Başbakan Yıldırım, diğer önemli projenin de Marmaray olduğunu, bu projenin Boğaz'ın altından iki kıtayı birleştirdiğini ve İstanbul'a toplu taşımada nefes aldırdığını kaydetti.
Avrasya Tüneli'nin de 106 metre olduğunu, Boğaz'ın altında bu büyüklükte bir başka proje bulunmadığını vurgulayan Yıldırım, sözlerini şöyle sürdürdü:
"Mühendislik açısından bu proje, çok ama çok önemli, zor bir projedir. Çünkü geçtiği güzergahta bir derin yarık vardı. O yarığı özel mühendislik teknolojileriyle geçmek suretiyle bu projeyi de hayata geçirdik. Bunlar denizin altında olduğu için görünmüyor, insanlar kullandığı zaman anlıyor. Ben geçen gün Sabiha Gökçen'den geldim Fatih Camisi'ne, Naim Süleymanoğlu'nun cenazesine katılacaktım. Zaman çok dar, bir an için Avrasya Tüneli'ni unuttum, 'Arkadaşlar yetişemeyeceğiz, niye böyle oldu?' diye telaşlanırken, dediler ki 'Efendim niye merak ediyorsunuz, Avrasya Tüneli var, geçeceğiz, daha ezan okunmadan varırız.' Sabiha Gökçen'den çıktığımızda ezana 7 dakika vardı, biz 7 dakikada Fatih Camisi'ne geldik. İşte teknoloji bu, kolaylık bu, insana hizmet bu. Bunları Türkiye yaptı. Her türlü engellemeye rağmen yaptı. Onun için, ülkemizi, kendimizi hiçbir zaman küçük görmeyelim. Bunu yaptığımız için kıskanıyorlar ve ayağımıza çelme takmak için her fırsatı değerlendiriyorlar. Bunu da bilmenizi istiyorum. İstedikleri şey çok belli, 'Türkiye edilgen olsun, biz söyleyelim, üç dakika sonra Türkiye konuşsun, hemen cevap vermesin. Türkiye kim oluyor da bölgede politika belirliyor, karar veriyor. Türkiye bizi takip eder.' Bu dönemler geçti. Bu bölgenin kaderini, yine bu bölgede yaşayanlar belirler, uzaktan gelenler değil."

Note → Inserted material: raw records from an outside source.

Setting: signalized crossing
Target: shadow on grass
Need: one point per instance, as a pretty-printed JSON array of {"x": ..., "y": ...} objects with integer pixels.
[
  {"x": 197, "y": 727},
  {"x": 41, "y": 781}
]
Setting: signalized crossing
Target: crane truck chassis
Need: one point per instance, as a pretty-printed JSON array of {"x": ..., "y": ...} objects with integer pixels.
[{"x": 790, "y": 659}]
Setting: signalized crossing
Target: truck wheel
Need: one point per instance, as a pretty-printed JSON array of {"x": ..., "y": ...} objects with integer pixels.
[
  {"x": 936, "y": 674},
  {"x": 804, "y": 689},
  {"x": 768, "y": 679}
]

- "Moral değerlerimizi maalesef aşındırmaya çalışıyorlar"
Çanakkale 1915 Köprüsü'nün iki kulesi arasındaki açıklığın da dünyanın en büyüğü olduğuna dikkati çeken Başbakan Yıldırım, "Hep 'en'lerle konuşuyoruz. 2 bin 23 metre iki kule arasındaki açıklık. Muazzam bir eser. İnşallah Cumhuriyetimizin yüzüncü yılında onu da yapmış olacağız." dedi.

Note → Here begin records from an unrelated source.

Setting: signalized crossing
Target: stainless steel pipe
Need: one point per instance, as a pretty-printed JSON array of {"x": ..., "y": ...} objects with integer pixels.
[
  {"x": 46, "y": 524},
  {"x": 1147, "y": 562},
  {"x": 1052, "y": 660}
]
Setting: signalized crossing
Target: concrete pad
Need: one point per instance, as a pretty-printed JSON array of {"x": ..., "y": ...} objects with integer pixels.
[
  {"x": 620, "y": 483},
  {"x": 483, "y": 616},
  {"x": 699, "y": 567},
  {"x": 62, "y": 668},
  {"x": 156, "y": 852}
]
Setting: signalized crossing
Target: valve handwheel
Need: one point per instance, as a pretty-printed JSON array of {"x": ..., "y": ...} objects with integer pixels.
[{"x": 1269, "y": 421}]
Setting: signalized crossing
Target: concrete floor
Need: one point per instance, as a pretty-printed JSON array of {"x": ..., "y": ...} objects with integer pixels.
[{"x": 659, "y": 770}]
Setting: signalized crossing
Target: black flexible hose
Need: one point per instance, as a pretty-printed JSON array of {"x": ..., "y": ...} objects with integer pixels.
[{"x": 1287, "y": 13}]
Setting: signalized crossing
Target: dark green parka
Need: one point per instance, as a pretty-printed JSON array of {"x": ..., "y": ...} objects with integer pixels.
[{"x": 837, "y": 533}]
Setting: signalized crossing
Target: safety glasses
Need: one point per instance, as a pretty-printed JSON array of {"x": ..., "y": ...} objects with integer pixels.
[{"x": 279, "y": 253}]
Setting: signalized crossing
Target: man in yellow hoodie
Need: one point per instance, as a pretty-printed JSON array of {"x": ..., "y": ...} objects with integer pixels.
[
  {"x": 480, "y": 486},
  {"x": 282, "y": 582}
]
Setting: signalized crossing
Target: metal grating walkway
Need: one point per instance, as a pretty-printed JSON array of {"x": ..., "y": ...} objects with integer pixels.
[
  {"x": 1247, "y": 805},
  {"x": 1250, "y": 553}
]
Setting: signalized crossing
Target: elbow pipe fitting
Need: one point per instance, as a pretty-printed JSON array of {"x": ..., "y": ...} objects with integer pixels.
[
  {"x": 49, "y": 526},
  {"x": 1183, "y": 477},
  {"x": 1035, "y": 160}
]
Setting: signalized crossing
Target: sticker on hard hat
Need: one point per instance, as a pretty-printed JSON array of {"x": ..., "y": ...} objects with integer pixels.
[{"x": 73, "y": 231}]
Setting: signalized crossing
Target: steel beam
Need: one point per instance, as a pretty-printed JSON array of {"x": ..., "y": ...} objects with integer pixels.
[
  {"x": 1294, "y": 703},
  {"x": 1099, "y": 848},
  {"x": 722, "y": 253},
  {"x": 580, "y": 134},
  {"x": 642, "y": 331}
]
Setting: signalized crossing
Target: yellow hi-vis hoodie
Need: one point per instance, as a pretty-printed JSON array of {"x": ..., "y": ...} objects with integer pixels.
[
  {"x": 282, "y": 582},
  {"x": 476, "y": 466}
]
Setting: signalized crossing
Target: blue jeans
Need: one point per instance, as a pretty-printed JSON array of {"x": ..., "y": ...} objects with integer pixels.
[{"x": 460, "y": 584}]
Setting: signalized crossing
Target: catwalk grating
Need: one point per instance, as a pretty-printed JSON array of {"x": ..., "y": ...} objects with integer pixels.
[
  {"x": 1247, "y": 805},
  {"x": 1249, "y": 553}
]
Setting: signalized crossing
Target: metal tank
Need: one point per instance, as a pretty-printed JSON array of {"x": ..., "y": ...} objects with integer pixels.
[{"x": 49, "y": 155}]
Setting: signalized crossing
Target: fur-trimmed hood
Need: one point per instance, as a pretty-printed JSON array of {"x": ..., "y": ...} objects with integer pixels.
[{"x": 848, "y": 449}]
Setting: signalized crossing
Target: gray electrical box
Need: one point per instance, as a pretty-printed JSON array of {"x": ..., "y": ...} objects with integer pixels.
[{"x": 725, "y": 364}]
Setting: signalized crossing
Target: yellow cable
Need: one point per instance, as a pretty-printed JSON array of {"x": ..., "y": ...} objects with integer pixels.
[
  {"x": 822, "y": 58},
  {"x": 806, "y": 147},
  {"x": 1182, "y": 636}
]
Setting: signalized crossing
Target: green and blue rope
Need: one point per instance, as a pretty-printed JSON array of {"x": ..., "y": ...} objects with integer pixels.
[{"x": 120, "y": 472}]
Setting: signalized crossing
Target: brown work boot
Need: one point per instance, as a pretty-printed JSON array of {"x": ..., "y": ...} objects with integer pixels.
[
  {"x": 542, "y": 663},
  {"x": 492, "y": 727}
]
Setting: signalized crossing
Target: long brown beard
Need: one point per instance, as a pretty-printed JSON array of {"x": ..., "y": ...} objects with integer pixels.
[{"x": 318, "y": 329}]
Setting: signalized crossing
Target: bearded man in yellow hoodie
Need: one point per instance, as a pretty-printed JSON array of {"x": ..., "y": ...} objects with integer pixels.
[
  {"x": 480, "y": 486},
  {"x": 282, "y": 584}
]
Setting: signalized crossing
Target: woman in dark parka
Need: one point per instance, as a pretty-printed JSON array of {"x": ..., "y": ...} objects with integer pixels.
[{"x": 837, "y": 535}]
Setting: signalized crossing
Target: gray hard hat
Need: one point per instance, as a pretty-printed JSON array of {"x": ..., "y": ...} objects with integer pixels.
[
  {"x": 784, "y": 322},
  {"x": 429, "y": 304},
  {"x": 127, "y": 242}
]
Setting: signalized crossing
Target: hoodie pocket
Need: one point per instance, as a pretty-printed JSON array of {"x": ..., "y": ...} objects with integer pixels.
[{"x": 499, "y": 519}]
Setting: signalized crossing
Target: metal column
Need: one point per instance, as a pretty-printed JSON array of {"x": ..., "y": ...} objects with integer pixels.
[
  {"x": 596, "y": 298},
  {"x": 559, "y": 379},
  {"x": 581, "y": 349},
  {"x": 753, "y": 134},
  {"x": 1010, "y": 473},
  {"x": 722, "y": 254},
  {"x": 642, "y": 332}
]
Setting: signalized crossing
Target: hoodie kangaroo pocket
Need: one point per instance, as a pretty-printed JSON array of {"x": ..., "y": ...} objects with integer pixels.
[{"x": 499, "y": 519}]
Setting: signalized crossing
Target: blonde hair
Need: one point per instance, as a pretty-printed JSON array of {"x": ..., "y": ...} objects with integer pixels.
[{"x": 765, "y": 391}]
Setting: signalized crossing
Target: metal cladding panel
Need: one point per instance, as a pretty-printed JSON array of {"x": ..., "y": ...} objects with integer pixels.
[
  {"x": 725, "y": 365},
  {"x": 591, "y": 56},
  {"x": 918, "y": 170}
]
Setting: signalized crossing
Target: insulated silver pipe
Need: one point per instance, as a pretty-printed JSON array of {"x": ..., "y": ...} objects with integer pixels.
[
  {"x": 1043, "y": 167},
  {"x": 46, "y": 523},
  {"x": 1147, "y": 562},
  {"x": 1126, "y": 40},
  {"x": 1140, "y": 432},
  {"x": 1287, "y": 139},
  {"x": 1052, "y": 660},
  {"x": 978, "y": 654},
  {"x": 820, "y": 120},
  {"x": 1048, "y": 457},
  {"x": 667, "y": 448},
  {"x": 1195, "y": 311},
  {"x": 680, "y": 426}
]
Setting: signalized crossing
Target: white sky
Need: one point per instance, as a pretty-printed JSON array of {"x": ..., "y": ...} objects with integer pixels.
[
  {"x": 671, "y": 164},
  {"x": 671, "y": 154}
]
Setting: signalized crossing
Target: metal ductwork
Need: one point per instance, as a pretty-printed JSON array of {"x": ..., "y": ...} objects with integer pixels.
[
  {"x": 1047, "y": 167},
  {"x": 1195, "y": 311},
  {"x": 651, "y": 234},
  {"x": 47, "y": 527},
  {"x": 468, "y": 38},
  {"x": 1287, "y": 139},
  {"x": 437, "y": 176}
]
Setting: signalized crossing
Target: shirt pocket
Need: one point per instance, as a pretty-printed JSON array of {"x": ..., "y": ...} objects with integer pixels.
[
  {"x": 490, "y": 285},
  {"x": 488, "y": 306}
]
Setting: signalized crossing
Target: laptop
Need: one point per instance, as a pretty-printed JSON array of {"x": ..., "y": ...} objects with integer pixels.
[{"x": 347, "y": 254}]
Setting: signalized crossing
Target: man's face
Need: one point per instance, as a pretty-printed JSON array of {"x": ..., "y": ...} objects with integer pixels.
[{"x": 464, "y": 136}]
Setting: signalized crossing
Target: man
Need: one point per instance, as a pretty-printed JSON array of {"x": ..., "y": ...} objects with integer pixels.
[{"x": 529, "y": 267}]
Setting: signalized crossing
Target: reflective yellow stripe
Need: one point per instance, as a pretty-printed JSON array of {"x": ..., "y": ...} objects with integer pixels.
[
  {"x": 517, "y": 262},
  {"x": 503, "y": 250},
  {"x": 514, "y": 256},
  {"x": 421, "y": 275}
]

Kanal İstanbul'un da dünyanın en büyük projelerinden biri olduğunun altını çizen Yıldırım, "Bunları niye anlatıyorum? Bunları şunun için anlatıyorum. Bakın Türkiye'de maalesef güzel şeyleri gözden kaçırmaya çalışıyorlar, eften püften konuları ön plana çıkararak, moral değerlerimizi maalesef aşındırmaya çalışıyorlar. 15 yılda bu hizmetleri yaptık ama bu hizmetleri yaparken, o kadar çok engelle karşılaştık ki her seferinde önümüze başka bir şekilde, başka bir kılıkta çıkanlar oldu. Daha iktidara geldiğimiz ilk aylarda hemen bir muhtıra verildi. Belki de çoğunuz hatırlamıyorsunuz, 8 Ocak 2003. Daha AK Parti iktidara geleli bir buçuk ay bile olmamış. Neymiş efendim? 'İrticai faaliyetler artık sürdürülemez bir noktaya gelmiş, dolayısıyla hükümetin kendine ayar, çeki düzen vermesi...' O gün bir şey oldu, Diyarbakır'da bir uçak kazası oldu maalesef 56 vatandaşımız hayatını kaybetti ve bu muhtıra güme gitti, gündemden düştü." değerlendirmesinde bulundu.
- "Bütün mihraklara gereken cevabı verdik"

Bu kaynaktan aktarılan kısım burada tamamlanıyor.